In deze zaak heeft de kantonrechter van de Rechtbank Limburg op 11 februari 2020 uitspraak gedaan in een kort geding tussen een werkneemster, aangeduid als [eiseres], en haar werkgever, een besloten vennootschap met beperkte aansprakelijkheid, aangeduid als [gedaagde]. De werkneemster had zich op 13 mei 2014 ziek gemeld en ontving vanaf 10 juni 2014 een volledige WAO-uitkering. De loondoorbetalingsverplichting van de werkgever eindigde op 10 juni 2016. Op 12 november 2019 verzocht [eiseres] de werkgever om haar arbeidsovereenkomst te beëindigen met toekenning van een transitievergoeding. De werkgever weigerde dit, waarop [eiseres] op 31 december 2019 een kort geding aanhangig maakte om de arbeidsovereenkomst te laten ontbinden.

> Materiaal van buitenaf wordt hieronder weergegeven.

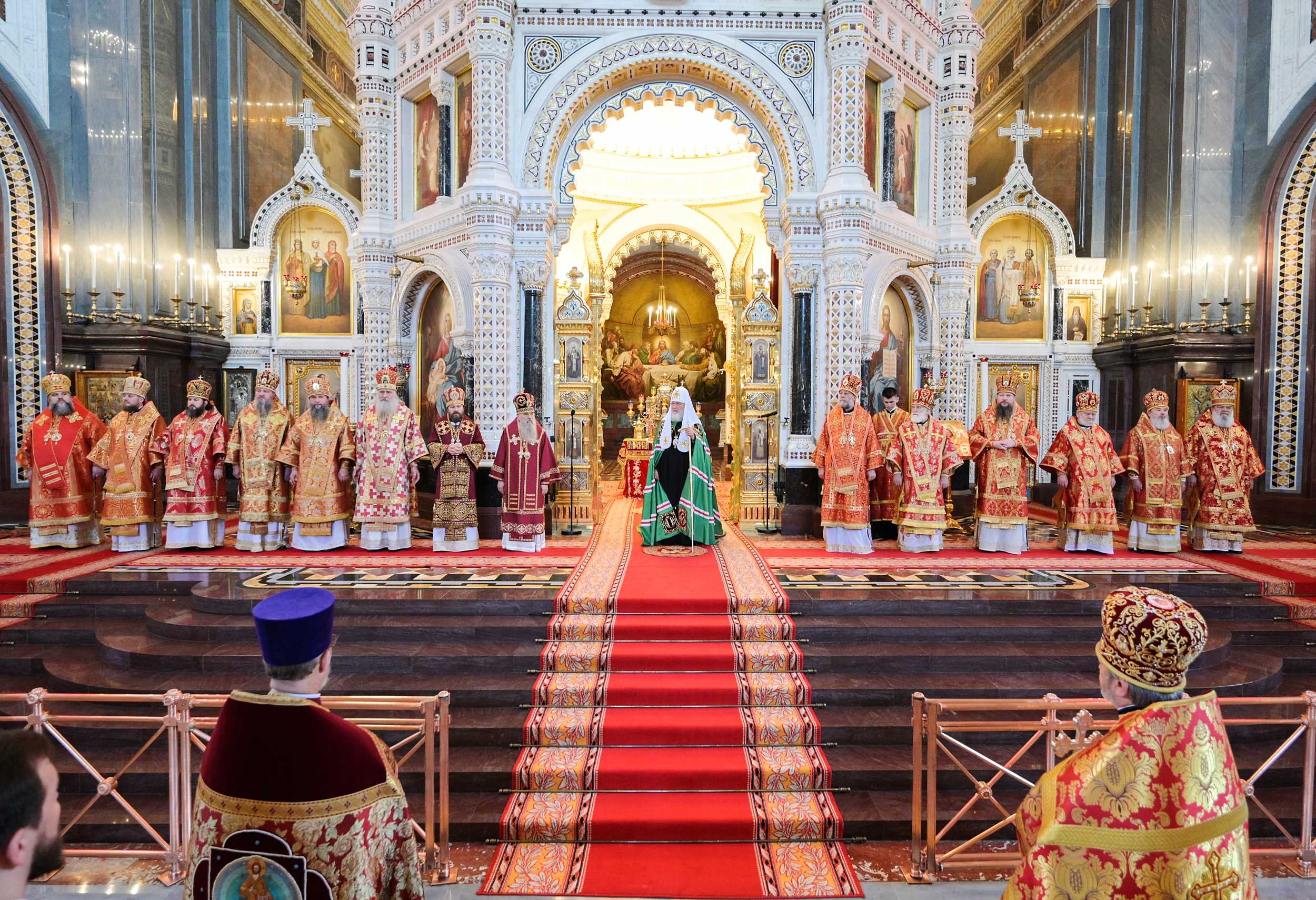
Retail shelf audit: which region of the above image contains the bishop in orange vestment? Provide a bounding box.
[969,373,1039,554]
[870,387,910,538]
[225,368,292,553]
[1187,382,1266,553]
[1120,391,1192,553]
[1003,587,1257,900]
[16,373,105,549]
[87,375,165,553]
[155,378,229,550]
[813,375,883,554]
[886,388,962,553]
[1041,391,1124,554]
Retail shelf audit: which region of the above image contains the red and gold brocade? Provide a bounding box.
[355,405,429,525]
[225,400,292,523]
[490,418,562,541]
[87,400,166,533]
[1120,413,1192,534]
[886,418,963,534]
[275,404,357,534]
[154,409,229,523]
[1041,417,1124,532]
[1004,694,1257,900]
[813,405,883,529]
[1184,415,1266,539]
[184,691,424,900]
[969,407,1041,525]
[15,397,105,532]
[429,416,484,529]
[870,408,910,523]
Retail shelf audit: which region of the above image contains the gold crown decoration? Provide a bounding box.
[1142,388,1170,411]
[1211,382,1239,407]
[124,375,152,397]
[1096,586,1207,694]
[1074,391,1102,412]
[41,373,74,394]
[910,388,937,409]
[187,378,215,400]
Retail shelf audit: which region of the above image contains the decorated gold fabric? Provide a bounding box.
[1004,694,1257,900]
[225,399,292,523]
[1096,586,1207,694]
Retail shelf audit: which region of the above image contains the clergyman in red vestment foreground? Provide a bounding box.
[184,587,424,900]
[1003,587,1257,900]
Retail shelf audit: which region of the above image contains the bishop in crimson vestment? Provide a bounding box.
[490,391,562,553]
[1041,391,1124,553]
[1187,382,1266,553]
[87,375,165,553]
[1004,587,1257,900]
[184,588,424,900]
[225,368,292,553]
[870,387,910,538]
[275,375,357,550]
[429,386,484,553]
[640,387,723,547]
[355,366,429,550]
[969,373,1039,554]
[155,378,229,549]
[886,388,963,553]
[16,373,105,549]
[813,375,883,554]
[1120,391,1192,553]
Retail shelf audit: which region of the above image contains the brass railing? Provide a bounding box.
[905,691,1316,883]
[0,688,453,884]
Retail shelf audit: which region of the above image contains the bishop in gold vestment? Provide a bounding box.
[886,388,962,553]
[1187,382,1266,553]
[225,368,292,553]
[1003,587,1257,900]
[155,378,229,550]
[969,373,1039,554]
[1120,391,1192,553]
[16,373,105,549]
[275,375,357,550]
[355,366,429,550]
[429,386,484,553]
[1041,391,1124,554]
[87,375,165,553]
[870,387,910,539]
[813,375,883,555]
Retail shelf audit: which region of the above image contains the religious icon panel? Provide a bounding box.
[279,208,353,334]
[974,216,1050,341]
[416,281,466,439]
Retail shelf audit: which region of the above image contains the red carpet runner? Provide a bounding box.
[481,500,862,897]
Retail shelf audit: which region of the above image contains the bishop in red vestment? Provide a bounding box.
[1041,391,1124,553]
[155,378,229,549]
[184,587,424,900]
[17,373,105,549]
[490,392,562,553]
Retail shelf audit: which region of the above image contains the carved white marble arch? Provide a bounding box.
[521,34,816,200]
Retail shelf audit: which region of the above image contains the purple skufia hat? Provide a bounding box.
[252,587,334,666]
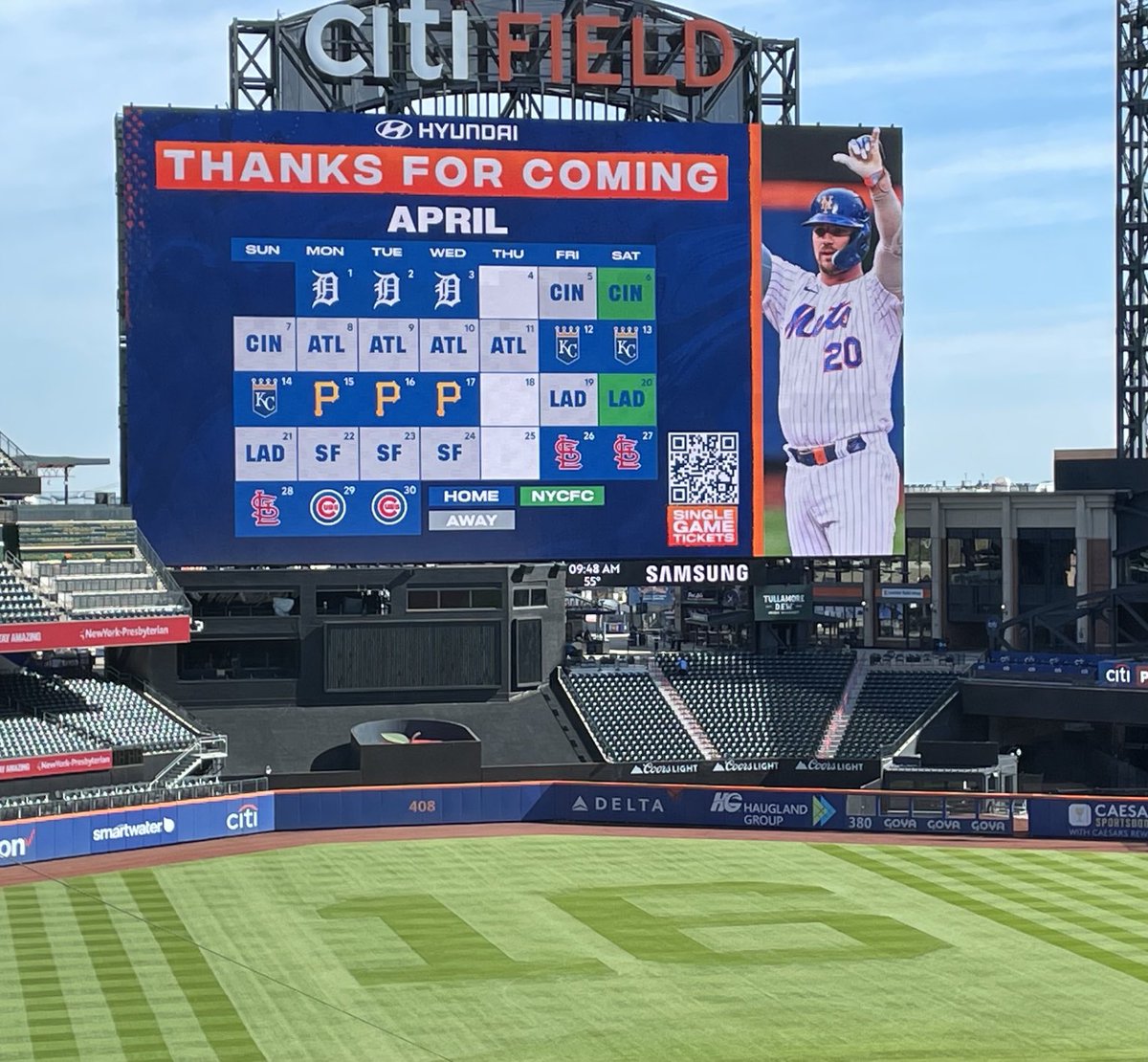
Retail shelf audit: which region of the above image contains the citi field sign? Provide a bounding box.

Tijdens de mondelinge behandeling op 3 februari 2020, waarbij beide partijen vertegenwoordigd waren door hun gemachtigden, vorderde [eiseres] dat de werkgever zou instemmen met de beëindiging van de arbeidsovereenkomst of deze zelf zou opzeggen, dan wel een verzoek bij het UWV zou indienen voor toestemming tot opzegging. Tevens vorderde zij een transitievergoeding van € 28.937,50 bruto, onder dreiging van een dwangsom, of een voorschot op de schadevergoeding.
De kantonrechter oordeelde dat [eiseres] geen spoedeisend belang had bij haar vorderingen, omdat de rechtspositie van [eiseres] al op 19 december 2019 vaststond. De werkgever had op dat moment al aangegeven niet bereid te zijn de transitievergoeding te betalen. De rechter concludeerde dat de vorderingen van [eiseres] moesten worden afgewezen, en veroordeelde haar in de proceskosten aan de zijde van [gedaagde], begroot op € 720,00.